I had hardly walked more than a few paces away from her when she turned and caught up to me and tapped me on the shoulder. She thanked me for the smile, saying that it was the very gift that she needed to brighten her day. 
She went on to explain that she had been contemplating ending her life and had decided that no-one cared even enough to smile at her. She asked me for a hug and as I gave her one she assured me that she had changed her mind about stepping under the next 'bus that came along.
-- Lionel Hartley

 The Use of Humour.

"A merry heart doeth good like a medicine: but a broken spirit drieth the bones." Proverbs 17:22.

I was working as charge nurse on a surgical ward at a country public hospital and a certain patient was particularly distressed. He was due to have surgery for prolapsed haemorrhoids and the patient in the neighbouring bed had told him fictional horror tales of pain and trauma.
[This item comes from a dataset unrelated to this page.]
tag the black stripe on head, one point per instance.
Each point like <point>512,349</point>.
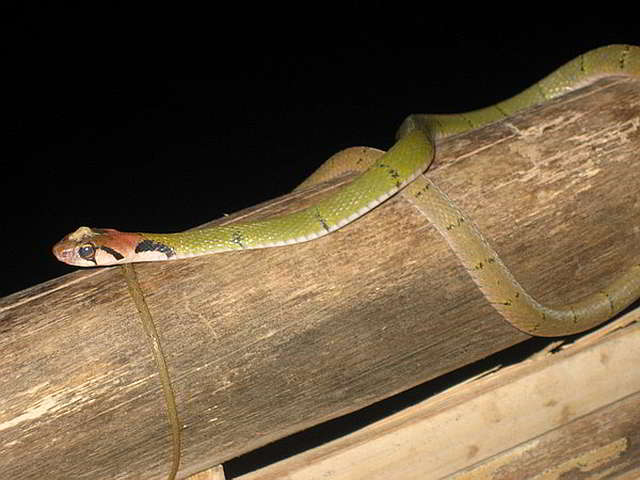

I tried to reassure the patient that anaesthetics would minimise pain and we had excellent surgeons and skilled nursing staff, but it did not abate his anxiety.

In the mid morning I was escorting his assigned surgeon around the ward as he met with each patient. I had taken the time to advise the surgeon in advance of this particular patient's concerns. When he met the patient, he introduced himself like this: "Hi. I'm Dr Blake. I'm the resident dental surgeon. I'll be doing your haemorrhoidectomy this afternoon." The blank stare from the patient was quickly replaced with laughter when he saw that the surgeon was only joking.

As they laughed together the surgeon explained that he was in fact a very experienced and skilled proctologist and the patient had nothing to be concerned about. Result: Anxiety relieved.